The concept of this peculiar work is derived from the novel Den gröna teorin (The Green Theory) by Matti Bergström, which initially describes the human brain to the layman in poetic imagery. The titles above are directly imported from the titles of the chapters of the book. Jönsson, however, states: The titles of the chapters remained with me, but the music took the lead. [
] When I start playing [in the sense playing a game or playing like a child plays] no constructions or sententious thoughts are submitted to.
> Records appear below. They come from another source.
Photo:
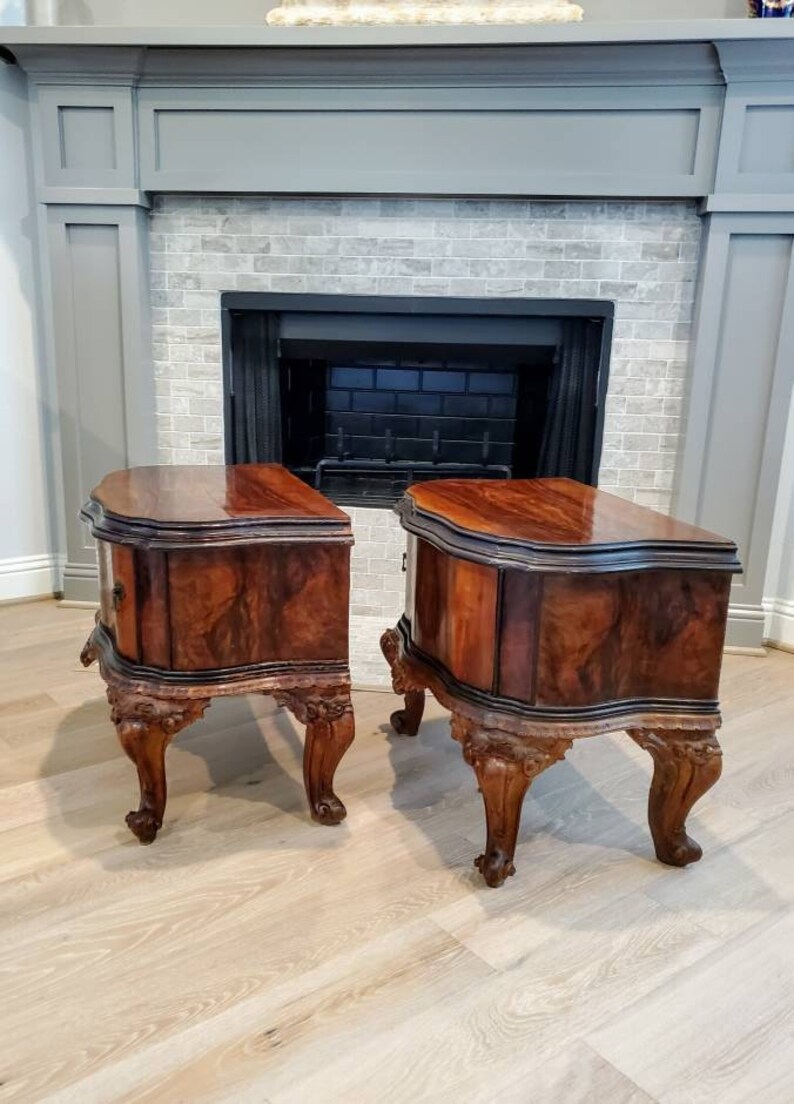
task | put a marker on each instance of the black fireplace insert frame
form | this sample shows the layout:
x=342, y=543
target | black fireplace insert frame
x=272, y=306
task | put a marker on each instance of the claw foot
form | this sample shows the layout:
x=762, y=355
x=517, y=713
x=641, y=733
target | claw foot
x=679, y=851
x=144, y=825
x=329, y=810
x=495, y=868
At first a dense rumble attacks your unsuspicious auditory organs, in a manner not unlike Kraft by Magnus Lindberg of the fortified Finnish 1980s or Mavac by Israeli/Swedish brainstormer Dror Feiler. Jönsson says that the chord, the rhythm and the melody that the whole work is based upon are introduced here, and I can feel that this work is laid out on a grander scale than the preceding entries. There is a graveness present here that no doubt reflects some of the more exhaustive and straining strands of thought deep inside Jönssons philosophical and/or religious introspections.
Jönsson lightens the weight of these forceful inner visions with a mimicry of birds chirping in the flute section, evoking old Greek tales inside my mind.
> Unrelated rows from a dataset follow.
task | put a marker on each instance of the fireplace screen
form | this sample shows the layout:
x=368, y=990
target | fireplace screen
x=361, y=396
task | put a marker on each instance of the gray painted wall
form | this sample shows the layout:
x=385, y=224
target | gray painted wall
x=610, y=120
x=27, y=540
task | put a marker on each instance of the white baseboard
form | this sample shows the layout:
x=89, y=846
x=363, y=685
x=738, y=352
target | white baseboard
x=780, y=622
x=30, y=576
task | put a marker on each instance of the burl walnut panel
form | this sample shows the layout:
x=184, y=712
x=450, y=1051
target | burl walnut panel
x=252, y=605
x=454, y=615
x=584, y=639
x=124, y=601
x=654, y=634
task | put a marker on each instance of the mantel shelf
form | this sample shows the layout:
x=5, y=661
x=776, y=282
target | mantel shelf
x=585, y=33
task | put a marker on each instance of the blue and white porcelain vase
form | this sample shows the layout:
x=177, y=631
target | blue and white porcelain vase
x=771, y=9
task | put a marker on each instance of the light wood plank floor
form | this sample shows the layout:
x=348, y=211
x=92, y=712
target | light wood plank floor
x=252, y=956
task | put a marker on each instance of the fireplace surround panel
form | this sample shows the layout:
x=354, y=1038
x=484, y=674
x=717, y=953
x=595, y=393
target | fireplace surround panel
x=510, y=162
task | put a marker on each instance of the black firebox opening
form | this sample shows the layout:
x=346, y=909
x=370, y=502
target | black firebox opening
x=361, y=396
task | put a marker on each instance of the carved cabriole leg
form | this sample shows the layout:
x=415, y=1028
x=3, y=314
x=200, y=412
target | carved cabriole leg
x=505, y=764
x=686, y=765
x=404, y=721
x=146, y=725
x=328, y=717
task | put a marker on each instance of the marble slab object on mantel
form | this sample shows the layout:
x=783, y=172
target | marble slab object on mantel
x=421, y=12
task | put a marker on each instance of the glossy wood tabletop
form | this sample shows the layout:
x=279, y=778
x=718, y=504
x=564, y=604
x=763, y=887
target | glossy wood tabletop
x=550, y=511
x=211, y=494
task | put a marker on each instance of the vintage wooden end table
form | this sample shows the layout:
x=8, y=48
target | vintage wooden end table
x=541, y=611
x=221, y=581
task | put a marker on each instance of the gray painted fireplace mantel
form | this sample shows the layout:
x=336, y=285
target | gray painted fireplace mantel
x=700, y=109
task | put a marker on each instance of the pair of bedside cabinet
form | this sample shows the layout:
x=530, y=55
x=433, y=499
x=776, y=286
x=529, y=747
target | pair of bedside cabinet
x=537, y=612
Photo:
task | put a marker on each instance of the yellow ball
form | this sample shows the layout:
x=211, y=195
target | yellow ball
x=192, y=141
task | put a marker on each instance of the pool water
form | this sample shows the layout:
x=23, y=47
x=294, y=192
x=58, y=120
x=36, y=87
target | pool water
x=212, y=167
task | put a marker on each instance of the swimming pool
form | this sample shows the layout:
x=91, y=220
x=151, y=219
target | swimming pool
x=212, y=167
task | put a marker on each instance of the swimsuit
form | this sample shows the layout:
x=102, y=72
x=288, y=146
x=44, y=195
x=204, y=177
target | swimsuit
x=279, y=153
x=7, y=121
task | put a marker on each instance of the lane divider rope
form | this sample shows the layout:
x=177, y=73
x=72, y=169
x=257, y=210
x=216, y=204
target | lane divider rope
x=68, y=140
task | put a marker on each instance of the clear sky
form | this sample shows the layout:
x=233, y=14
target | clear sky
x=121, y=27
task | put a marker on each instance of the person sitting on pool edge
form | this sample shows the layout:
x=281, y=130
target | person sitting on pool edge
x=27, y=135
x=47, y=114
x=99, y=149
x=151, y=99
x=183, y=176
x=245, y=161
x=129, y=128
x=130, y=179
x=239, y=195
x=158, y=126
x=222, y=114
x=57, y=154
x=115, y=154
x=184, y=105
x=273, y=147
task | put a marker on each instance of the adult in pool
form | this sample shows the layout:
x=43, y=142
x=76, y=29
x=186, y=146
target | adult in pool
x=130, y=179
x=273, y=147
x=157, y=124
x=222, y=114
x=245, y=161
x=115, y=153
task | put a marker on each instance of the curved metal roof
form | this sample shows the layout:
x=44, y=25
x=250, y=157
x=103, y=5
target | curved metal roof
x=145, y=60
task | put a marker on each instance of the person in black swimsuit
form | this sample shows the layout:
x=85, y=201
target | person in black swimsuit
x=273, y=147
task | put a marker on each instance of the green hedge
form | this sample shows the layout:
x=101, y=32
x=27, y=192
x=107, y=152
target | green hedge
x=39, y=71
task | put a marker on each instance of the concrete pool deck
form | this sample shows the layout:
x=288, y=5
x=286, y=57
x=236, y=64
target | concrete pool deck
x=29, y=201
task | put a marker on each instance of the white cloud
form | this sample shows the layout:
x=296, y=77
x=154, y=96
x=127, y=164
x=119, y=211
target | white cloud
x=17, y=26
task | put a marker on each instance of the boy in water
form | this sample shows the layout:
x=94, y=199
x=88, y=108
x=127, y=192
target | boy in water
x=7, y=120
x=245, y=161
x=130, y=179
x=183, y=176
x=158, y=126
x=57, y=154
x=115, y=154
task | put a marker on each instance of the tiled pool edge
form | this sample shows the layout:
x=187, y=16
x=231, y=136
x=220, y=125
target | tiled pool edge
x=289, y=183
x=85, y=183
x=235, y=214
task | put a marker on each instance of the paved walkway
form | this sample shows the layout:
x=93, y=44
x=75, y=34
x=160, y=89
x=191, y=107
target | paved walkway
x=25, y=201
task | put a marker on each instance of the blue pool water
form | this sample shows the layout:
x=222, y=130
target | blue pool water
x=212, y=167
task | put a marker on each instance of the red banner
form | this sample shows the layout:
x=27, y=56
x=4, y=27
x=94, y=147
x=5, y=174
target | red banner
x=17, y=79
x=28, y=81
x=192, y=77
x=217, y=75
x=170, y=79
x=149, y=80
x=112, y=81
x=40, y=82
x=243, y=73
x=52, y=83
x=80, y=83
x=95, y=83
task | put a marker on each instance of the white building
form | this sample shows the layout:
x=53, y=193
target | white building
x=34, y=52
Oldsquaws (Clángula hyemális)
The fabric of the music is intricate, yet transparent, complicated, yet clear, dense, yet evolving in light dance figures across the horizons of my perception
like mirages out at sea on a calm day when you hear the seals and the Oldsquaws (Clángula hyemális) of the outer archipelago.
A lone cello talks to itself like Beethoven in his late string quartets or Benjamin Britten in his solo cello suites.
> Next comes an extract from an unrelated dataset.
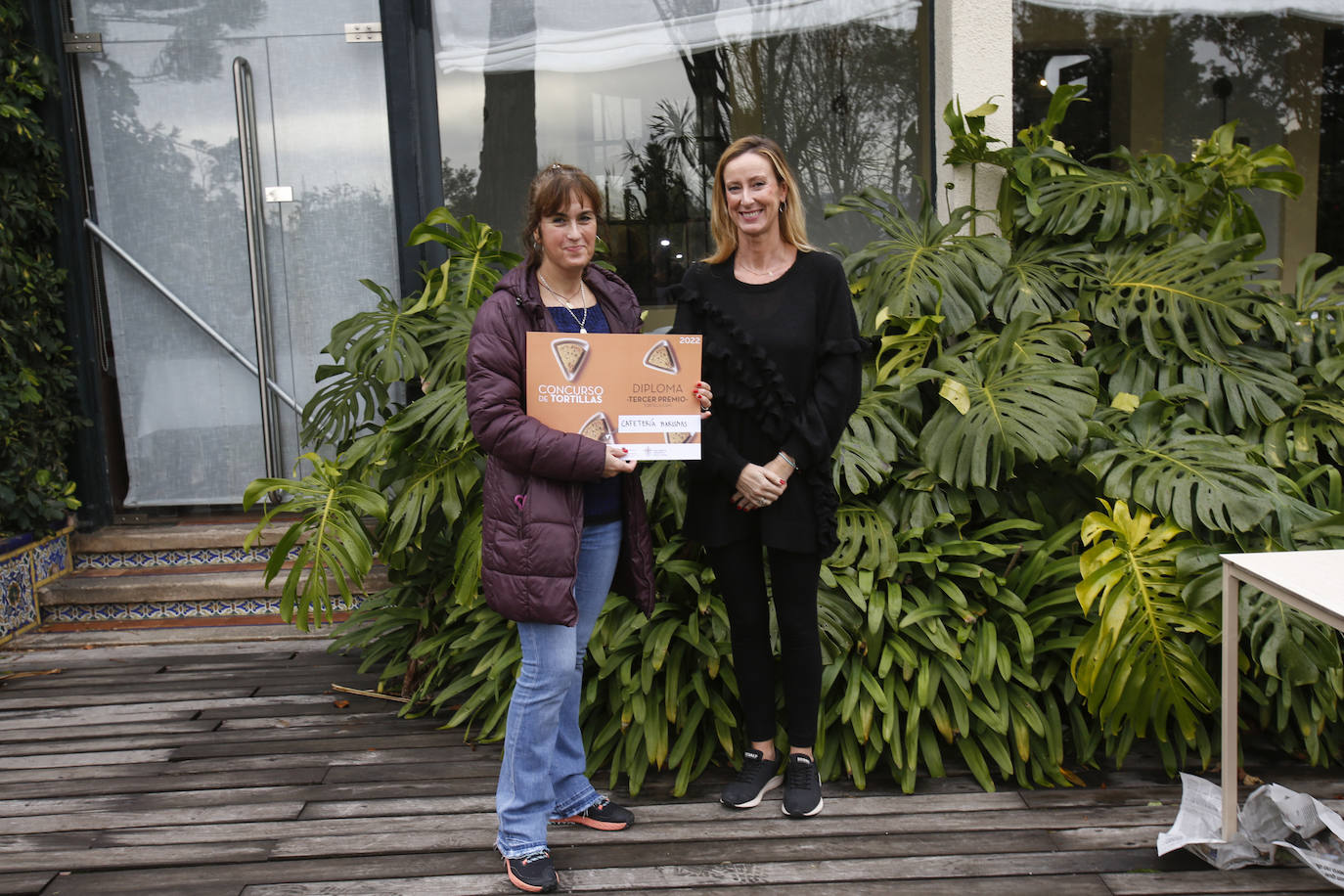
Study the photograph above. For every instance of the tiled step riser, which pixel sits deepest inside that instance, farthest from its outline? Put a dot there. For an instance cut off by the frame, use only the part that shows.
(172, 558)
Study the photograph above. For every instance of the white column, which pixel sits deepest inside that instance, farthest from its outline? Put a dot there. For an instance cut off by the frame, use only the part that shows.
(972, 64)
I feel insignificant on trying to convey this music through language, since the multitude of expressive gestures and introspective impulses is immense, and I can but marvel at this artistic temperament, hitherto basically unknown to me, but amply revealed to me through this multi-layered game around a game, which eventually spirals way into the inner space of self, touching on the very basis of perception, in a peripheral sense of rising through the ages at warp speed, while simultaneously remaining at rest in this steady flow of prismic splendor of Reine Jönssons music.